01. 異端者(20/37)

サフィナさんは頭を抱えていた。難しい話はしていない。ただ私の存在は、レミオル・ロレンを居候として住まわせるサフィナさんにとっては頭痛の種となるものだった。

「つまりなんだい?あんたはレミを捕まえにこの街へ来たってわけかい?それでレミは、自分を捕まえに来たやつをわざわざ居候先に案内した…と」

「はい。そうなりますね」

美しい見掛けとは裏腹に、彼女は言葉遣いも態度も荒い。まるで男の人だ。長い前髪を掻き上げる気怠げな仕草が妙に様になっていた。ただし、服を着ていたらの話なのだが。

あんな変なやつは今まで見たことないと、サフィナさんは声を張り上げるが、私は苦笑するしかなかった。いまのところ、彼女だって負けず劣らず変わり者である。

「アタシにどうしろっていうんだよあいつはあっ!」

そう苛立たしげに言い放って綺麗な直毛の長髪を乱暴にかき乱すが、私に言えることは、とりあえず洋服を着てはどうかと、いうことだけだった。

試しに提案してみると、それもそうだなと、ケロリと答えたサフィナさん。店の奥に入るついでに、こんなところで立ち話もなんだからと、中へ招待してくれた。私は有難くそれに応じ、サフィナさん、そしてラズに続いて扉をくぐる。

「随分懐いているようだな、ラズ。そいつすごく人見知りなんだぜ?」

「そうなんですか?」

「ほらよく言うだろ?ペットは飼い主に似るって」

確かにそういった話は耳にするが、どうだろう。ラズがレミオルさんに?

そもそも彼は人見知りなんかではなかった。初対面の相手のつむじをあんなにツンツン突つく人見知りがあるものか。

「出会って間もないときはぜっんぜん喋らないしさ、こっちの質問にも一切答えない。存在丸ごと無視。おまけにあの仏頂面だろ?」

「はい分かります」

そんなに言うほど喋らなかったろうかと怪訝に思いながらも、最後の仏頂面には大きく首肯した。仮面でも被っているのではというほどにあのようにふてぶてしい顔を長時間ぶら下げていられる人間を、私はあまり知らない。

「けどさ、悪いやつじゃないんだよ」

「はい、それも…分かります」

前方を見据えるサフィナさんの口元が僅かばかり綻んでいるのを見て、私もつられて笑顔になった。ラズまでも、ハッハッと赤い舌を垂らし、口角を釣り上げていた。

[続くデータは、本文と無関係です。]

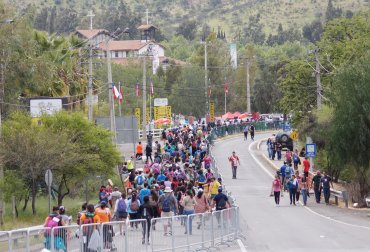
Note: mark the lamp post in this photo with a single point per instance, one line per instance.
(110, 83)
(6, 21)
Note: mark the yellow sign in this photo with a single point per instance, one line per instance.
(294, 135)
(137, 114)
(212, 111)
(162, 112)
(168, 112)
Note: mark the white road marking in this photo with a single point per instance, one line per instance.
(241, 245)
(306, 207)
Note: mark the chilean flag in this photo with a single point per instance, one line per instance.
(120, 92)
(116, 94)
(137, 89)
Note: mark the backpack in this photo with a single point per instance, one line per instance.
(134, 206)
(53, 221)
(140, 180)
(146, 213)
(121, 207)
(166, 206)
(288, 171)
(221, 204)
(89, 229)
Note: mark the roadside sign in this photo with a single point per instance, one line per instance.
(48, 177)
(294, 135)
(310, 150)
(286, 128)
(159, 102)
(212, 111)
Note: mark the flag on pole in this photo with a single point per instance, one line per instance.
(121, 93)
(137, 88)
(151, 88)
(116, 94)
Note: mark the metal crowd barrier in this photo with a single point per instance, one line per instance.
(183, 232)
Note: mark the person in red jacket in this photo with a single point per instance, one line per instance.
(306, 167)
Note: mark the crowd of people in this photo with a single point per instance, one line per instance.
(289, 179)
(177, 180)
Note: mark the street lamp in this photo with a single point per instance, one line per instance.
(110, 83)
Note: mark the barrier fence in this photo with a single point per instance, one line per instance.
(178, 233)
(182, 232)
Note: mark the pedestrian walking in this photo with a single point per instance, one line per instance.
(306, 166)
(276, 189)
(146, 212)
(120, 211)
(251, 130)
(292, 186)
(296, 159)
(87, 220)
(304, 190)
(201, 206)
(246, 131)
(168, 205)
(326, 181)
(234, 161)
(316, 181)
(189, 203)
(148, 152)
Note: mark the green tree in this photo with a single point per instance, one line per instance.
(351, 123)
(187, 29)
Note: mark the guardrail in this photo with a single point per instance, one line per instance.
(187, 232)
(339, 195)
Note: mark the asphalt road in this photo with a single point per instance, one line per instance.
(316, 227)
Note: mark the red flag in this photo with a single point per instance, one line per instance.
(121, 93)
(151, 88)
(137, 89)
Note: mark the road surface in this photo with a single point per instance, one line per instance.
(286, 228)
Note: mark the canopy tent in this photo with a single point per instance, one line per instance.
(227, 116)
(236, 114)
(162, 121)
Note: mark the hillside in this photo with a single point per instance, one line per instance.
(232, 16)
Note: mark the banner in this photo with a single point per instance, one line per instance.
(162, 112)
(212, 111)
(233, 56)
(137, 114)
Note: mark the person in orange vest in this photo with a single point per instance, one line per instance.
(139, 151)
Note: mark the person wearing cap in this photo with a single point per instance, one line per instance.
(105, 216)
(214, 187)
(201, 206)
(168, 205)
(316, 186)
(221, 202)
(234, 161)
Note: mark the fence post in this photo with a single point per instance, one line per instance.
(126, 234)
(202, 225)
(52, 238)
(212, 232)
(10, 242)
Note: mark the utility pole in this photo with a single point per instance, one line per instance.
(206, 76)
(110, 94)
(89, 100)
(248, 87)
(318, 80)
(144, 97)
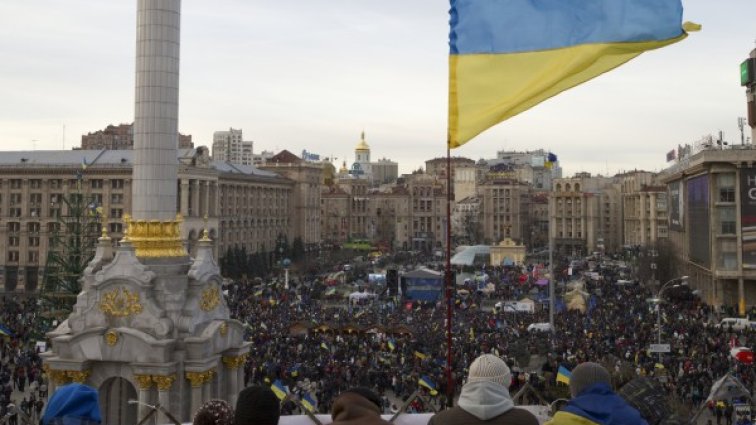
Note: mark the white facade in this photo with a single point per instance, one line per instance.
(230, 146)
(156, 110)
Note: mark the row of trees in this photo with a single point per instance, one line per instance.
(238, 263)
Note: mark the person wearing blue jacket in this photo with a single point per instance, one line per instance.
(73, 404)
(594, 402)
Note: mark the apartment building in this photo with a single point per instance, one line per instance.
(245, 206)
(120, 137)
(712, 213)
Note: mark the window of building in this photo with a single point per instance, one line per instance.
(728, 254)
(726, 185)
(727, 220)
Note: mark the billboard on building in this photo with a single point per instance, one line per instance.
(699, 242)
(748, 216)
(675, 206)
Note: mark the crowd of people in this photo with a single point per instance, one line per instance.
(616, 329)
(397, 347)
(20, 363)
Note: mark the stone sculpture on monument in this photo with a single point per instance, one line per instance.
(151, 324)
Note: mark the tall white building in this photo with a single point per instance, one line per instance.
(230, 146)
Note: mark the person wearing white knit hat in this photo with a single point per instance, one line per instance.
(485, 398)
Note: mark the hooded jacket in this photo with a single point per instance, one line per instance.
(354, 409)
(597, 405)
(484, 402)
(73, 404)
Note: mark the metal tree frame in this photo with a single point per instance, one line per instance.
(72, 247)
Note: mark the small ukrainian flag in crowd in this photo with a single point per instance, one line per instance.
(279, 389)
(4, 331)
(426, 382)
(294, 370)
(310, 402)
(392, 344)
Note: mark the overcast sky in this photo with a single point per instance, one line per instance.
(313, 74)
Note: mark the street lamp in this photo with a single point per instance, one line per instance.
(674, 283)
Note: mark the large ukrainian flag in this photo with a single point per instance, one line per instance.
(506, 56)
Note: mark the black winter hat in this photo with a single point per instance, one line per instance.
(257, 405)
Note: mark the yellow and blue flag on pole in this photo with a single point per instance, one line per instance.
(563, 375)
(426, 382)
(4, 331)
(392, 344)
(309, 402)
(506, 56)
(279, 389)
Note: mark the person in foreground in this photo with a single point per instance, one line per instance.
(594, 402)
(485, 398)
(73, 404)
(257, 405)
(357, 406)
(214, 412)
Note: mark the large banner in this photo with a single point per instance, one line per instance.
(675, 206)
(698, 220)
(748, 216)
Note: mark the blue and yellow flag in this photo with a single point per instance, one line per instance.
(309, 402)
(294, 370)
(279, 389)
(4, 331)
(563, 375)
(426, 382)
(506, 56)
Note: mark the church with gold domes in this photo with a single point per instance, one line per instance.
(377, 173)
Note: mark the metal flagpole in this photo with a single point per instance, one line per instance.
(449, 283)
(552, 287)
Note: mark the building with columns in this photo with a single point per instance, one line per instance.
(585, 215)
(644, 209)
(303, 211)
(245, 206)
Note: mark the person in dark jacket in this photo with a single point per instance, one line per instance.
(593, 401)
(357, 406)
(485, 398)
(257, 405)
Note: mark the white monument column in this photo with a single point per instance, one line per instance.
(156, 110)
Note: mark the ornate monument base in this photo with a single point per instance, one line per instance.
(149, 327)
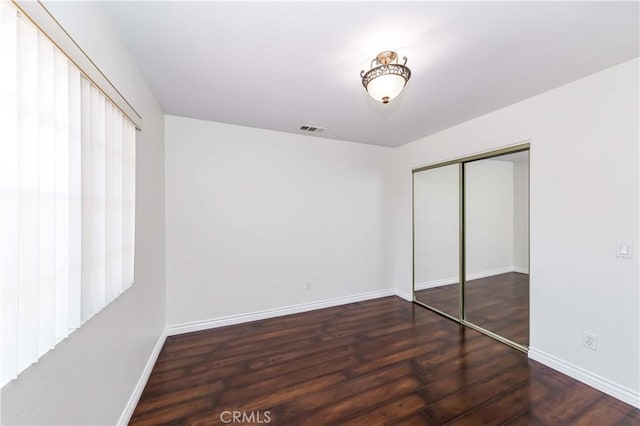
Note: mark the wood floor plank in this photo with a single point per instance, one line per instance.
(498, 303)
(384, 361)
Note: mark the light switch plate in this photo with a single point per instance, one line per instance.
(624, 250)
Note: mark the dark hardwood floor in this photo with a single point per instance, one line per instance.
(384, 361)
(499, 303)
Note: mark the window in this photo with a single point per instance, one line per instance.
(67, 195)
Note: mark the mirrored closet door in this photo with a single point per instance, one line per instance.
(497, 245)
(471, 220)
(436, 213)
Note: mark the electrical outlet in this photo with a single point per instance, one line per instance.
(590, 341)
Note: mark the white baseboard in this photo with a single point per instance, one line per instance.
(403, 294)
(142, 381)
(605, 385)
(489, 273)
(276, 312)
(472, 276)
(437, 283)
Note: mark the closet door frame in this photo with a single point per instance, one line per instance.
(462, 237)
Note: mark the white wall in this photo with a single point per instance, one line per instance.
(437, 226)
(521, 216)
(488, 217)
(252, 215)
(88, 378)
(584, 185)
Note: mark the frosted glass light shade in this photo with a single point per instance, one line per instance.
(386, 87)
(386, 78)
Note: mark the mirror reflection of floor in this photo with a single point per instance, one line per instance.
(499, 303)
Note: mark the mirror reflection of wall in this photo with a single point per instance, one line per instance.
(436, 238)
(497, 245)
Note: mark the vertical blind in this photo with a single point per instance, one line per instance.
(67, 200)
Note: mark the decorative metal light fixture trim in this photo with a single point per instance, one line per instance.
(386, 78)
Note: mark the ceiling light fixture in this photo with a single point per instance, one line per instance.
(386, 78)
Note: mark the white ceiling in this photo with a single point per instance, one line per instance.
(280, 65)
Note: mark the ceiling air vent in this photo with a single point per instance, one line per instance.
(312, 129)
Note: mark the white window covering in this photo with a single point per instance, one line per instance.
(67, 196)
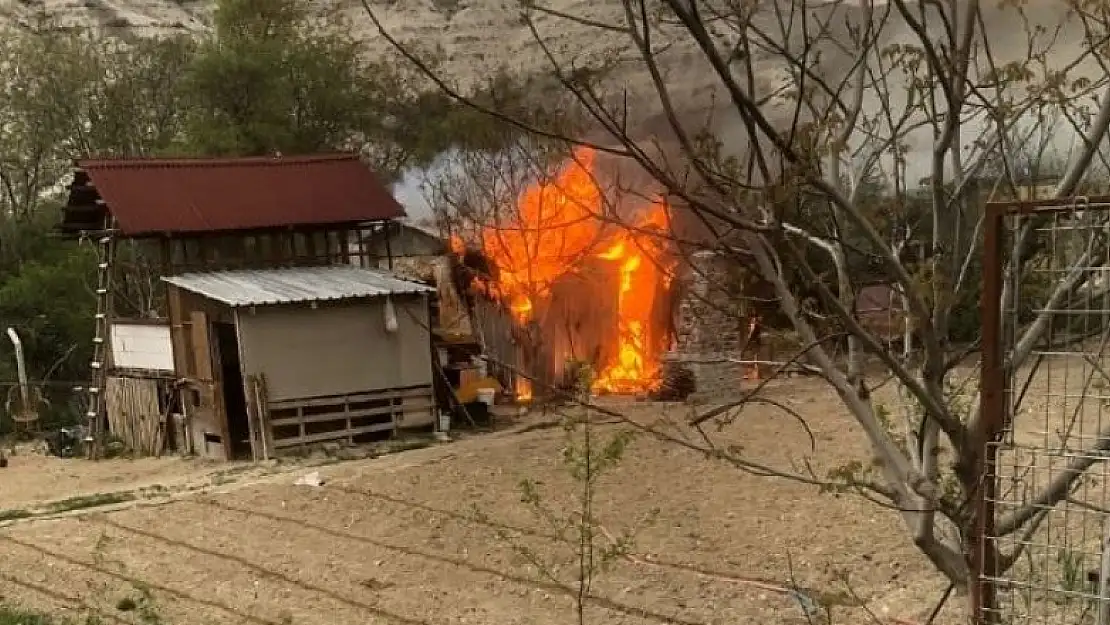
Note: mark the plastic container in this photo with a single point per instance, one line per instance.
(486, 395)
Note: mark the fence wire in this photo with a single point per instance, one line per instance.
(1057, 410)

扉の奥には狭い階段があった。サフィナさんは十二分に細いけれど、それでも前を行く彼女を見れば、ひと一人やっと通るほどの幅しかなかった。おまけに段差は急だ。階段というよりは、梯子に近い。そのためスーツケースを持って登るのは困難だった。ラズが助けてくれなければ運べなかっただろう。彼は重たいスーツケースを、器用にも頭で支えて手伝ってくれた。

「一階は店。主な生活圏は二階と三階だよ。で、地下が仕事場。魔石を割ったりくっ付けたり、魔道具を作るんだ」

「ここで作ってらっしゃるんですか!?」

「そうだよ。アタシは既に形になって売られている既成の宝石を使うのが嫌でね。原石の魔石を買って来たらあとは全部自分でやっているんだ」

階段の最後には、先に二階へ上がったサフィナさんがスーツケースを引き上げてくれた。

私からラズを退けてくれたときにも思ったが、重たいものを随分軽々と持ち上げるものだ。痩せた身体に似合わず、案外彼女は力持ちなのだろう。